I don’t know of a pre-wrapped utility to do that, but assuming that this is a Linux system, here’s a simple bash script that’d do it.

#!/bin/bash # Set this. Path to a new, not-yet-existing directory that will retain a copy of a list # of your files. You probably don't actually want this in /tmp, or # it'll be wiped on reboot. file_list_location=/tmp/storage-history # Set this.
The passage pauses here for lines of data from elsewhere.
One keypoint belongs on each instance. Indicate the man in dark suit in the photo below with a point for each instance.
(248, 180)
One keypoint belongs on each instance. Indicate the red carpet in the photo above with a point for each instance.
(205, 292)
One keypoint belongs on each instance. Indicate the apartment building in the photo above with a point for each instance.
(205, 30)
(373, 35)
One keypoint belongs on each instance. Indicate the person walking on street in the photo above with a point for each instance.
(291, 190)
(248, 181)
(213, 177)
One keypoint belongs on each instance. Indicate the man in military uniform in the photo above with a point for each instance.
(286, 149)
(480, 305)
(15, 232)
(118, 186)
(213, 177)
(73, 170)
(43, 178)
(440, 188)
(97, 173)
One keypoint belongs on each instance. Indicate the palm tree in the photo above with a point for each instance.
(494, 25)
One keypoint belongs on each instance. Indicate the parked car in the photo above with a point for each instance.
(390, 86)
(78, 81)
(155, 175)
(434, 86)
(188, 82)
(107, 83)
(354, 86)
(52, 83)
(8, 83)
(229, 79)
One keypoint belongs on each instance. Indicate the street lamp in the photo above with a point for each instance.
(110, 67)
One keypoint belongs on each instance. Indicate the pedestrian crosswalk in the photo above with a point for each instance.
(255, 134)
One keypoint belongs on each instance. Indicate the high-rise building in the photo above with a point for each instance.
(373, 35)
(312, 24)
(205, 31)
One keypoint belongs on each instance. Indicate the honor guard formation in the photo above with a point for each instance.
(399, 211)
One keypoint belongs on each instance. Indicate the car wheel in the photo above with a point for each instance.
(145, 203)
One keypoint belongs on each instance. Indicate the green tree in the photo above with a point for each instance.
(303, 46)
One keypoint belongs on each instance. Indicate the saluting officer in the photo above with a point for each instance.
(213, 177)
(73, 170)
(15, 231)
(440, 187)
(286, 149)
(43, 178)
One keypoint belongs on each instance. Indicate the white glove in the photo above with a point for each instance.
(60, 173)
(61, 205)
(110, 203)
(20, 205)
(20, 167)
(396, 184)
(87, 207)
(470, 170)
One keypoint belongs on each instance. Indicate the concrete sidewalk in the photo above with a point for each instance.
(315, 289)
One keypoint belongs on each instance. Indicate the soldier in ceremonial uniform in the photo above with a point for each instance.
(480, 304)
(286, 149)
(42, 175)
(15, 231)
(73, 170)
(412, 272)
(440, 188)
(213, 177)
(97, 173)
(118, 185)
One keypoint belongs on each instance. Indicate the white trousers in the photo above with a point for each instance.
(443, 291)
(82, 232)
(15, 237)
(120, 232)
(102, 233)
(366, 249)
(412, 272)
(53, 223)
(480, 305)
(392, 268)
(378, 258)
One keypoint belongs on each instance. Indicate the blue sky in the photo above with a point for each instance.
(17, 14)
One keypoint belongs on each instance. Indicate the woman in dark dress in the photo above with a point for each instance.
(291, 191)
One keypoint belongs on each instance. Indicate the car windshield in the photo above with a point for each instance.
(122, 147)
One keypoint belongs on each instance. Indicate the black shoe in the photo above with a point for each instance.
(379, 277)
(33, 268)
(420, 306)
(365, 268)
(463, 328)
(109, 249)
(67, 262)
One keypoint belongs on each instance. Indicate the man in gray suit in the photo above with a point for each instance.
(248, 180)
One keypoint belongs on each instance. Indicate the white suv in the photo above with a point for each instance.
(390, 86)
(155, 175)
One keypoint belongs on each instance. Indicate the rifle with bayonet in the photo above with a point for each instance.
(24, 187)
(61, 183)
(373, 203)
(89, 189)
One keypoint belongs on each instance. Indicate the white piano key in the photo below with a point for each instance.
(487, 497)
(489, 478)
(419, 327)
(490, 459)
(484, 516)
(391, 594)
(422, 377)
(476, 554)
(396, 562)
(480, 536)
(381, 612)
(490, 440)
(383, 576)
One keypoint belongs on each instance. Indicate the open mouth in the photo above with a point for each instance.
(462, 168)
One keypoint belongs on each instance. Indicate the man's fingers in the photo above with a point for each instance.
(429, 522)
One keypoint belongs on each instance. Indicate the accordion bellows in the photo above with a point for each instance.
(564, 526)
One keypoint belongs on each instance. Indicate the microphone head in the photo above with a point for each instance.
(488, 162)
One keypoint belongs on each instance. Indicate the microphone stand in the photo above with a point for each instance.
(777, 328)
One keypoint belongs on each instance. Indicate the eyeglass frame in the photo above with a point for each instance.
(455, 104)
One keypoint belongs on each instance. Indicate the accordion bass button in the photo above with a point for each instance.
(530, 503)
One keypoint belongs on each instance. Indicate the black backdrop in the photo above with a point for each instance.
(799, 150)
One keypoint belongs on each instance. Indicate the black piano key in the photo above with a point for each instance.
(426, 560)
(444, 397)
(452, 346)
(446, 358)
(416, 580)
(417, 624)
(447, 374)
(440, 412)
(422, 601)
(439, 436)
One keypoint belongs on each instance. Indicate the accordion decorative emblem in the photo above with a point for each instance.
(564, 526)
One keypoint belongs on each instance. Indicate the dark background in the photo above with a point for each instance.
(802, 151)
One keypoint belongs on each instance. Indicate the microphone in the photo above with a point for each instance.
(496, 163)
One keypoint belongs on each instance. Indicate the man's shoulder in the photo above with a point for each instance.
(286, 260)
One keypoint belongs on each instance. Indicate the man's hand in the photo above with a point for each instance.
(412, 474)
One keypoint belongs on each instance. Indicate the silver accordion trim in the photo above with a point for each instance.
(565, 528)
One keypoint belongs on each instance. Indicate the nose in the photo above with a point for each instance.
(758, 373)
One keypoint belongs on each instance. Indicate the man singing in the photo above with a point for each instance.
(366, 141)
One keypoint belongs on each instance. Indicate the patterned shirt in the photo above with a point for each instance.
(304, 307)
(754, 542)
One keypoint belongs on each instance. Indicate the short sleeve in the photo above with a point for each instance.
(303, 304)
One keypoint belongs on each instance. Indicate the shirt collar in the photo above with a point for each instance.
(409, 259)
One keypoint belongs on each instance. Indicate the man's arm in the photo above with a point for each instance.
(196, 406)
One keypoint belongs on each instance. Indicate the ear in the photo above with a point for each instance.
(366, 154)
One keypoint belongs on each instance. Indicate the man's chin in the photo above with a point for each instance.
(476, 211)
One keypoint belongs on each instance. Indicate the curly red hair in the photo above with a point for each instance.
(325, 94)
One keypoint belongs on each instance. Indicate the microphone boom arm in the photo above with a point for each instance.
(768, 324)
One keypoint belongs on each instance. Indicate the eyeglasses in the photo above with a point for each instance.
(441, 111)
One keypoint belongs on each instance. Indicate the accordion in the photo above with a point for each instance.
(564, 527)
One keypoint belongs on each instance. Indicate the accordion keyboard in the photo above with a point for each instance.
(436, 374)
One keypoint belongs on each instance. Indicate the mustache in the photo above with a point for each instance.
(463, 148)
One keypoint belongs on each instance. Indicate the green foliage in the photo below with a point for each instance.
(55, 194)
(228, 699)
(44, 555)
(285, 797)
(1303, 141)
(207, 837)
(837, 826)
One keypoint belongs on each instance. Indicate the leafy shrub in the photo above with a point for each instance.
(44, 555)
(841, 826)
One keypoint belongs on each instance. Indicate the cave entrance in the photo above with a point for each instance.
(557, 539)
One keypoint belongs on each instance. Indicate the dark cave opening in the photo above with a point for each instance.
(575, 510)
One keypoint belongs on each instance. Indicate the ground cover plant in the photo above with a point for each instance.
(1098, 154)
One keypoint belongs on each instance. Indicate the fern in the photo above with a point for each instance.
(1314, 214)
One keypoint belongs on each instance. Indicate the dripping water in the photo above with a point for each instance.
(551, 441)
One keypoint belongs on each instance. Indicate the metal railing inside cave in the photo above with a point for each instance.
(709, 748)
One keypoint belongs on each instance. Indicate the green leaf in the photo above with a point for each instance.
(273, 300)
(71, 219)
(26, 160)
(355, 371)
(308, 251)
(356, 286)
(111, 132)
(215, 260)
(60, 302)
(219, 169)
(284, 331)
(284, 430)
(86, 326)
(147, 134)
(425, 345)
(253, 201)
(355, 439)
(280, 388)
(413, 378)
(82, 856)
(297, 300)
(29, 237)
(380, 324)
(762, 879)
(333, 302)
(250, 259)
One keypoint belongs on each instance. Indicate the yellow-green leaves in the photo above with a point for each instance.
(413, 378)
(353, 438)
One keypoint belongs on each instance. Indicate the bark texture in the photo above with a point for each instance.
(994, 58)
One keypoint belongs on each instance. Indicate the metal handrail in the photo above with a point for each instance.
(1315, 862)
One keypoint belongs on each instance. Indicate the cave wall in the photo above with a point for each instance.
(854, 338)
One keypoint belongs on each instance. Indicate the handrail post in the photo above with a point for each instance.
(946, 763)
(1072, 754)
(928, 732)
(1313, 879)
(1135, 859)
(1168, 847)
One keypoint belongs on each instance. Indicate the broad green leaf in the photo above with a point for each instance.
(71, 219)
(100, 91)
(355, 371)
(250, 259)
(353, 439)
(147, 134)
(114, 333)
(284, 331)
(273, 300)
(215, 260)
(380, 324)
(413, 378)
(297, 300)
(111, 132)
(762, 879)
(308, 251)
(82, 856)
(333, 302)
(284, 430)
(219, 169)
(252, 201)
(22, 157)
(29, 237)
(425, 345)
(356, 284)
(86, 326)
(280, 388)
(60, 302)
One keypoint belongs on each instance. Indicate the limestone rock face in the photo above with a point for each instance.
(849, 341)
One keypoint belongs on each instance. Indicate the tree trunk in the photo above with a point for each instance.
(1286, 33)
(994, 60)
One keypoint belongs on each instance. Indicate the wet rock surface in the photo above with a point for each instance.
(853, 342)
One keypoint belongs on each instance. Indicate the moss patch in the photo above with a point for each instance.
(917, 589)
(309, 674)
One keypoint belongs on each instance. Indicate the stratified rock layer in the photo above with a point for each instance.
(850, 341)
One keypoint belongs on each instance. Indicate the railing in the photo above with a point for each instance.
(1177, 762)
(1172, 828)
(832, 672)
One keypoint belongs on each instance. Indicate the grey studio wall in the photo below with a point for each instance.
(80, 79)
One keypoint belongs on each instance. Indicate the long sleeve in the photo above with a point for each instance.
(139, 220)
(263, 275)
Path to location with files that you want to monitor. path_to_monitor=path-to-monitor # If the file list location doesn't yet exist, create it. if [[ ! -d "$file_list_location" ]]; then mkdir "$file_list_location" git -C "$file_list_location" init fi # in case someone's checked out things at a different time git -C "$file_list_location" checkout master find "$path_to_monitor"|sort>"$file_list_location/files.txt" git -C "$file_list_location" add "$file_list_location/files.txt" git -C "$file_list_location" commit -m "Updated file list for $(date)"

That’ll drop a text file at /tmp/storage-history/files.txt with a list of the files at that location, and create a git repo at /tmp/storage-history that will contain a history of that file.

When your drive array kerplodes or something, your files.txt file will probably become empty if the mount goes away, but you’ll have a git repository containing a full history of your list of files, so you can go back to a list of the files there as they existed at any historical date.

Run that script nightly out of your crontab or something ($ crontab -e to edit your crontab).

As the script says, you need to choose a file_list_location (not /tmp, since that’ll be wiped on reboot), and set path_to_monitor to wherever the tree of files is that you want to keep track of (like, /mnt/file_array or whatever).

You could save a bit of space by adding a line at the end to remove the current files.txt after generating the current git commit if you want. The next run will just regenerate files.txt anyway, and you can just use git to regenerate a copy of the file at for any historical day you want. If you’re not familiar with git, $ git log to find the hashref for a given day, $ git checkout <hashref> to move where things were on that day.

EDIT: Moved the git checkout up.

That’s incredibly helpful and informative, a great read. Thanks so much!
Abefinder/Neofinder is great for cataloging but it costs money. If you do a limited backup it’s good to know what you had. I use tape formatted to LTFS and Neofind both the source and the finished tape.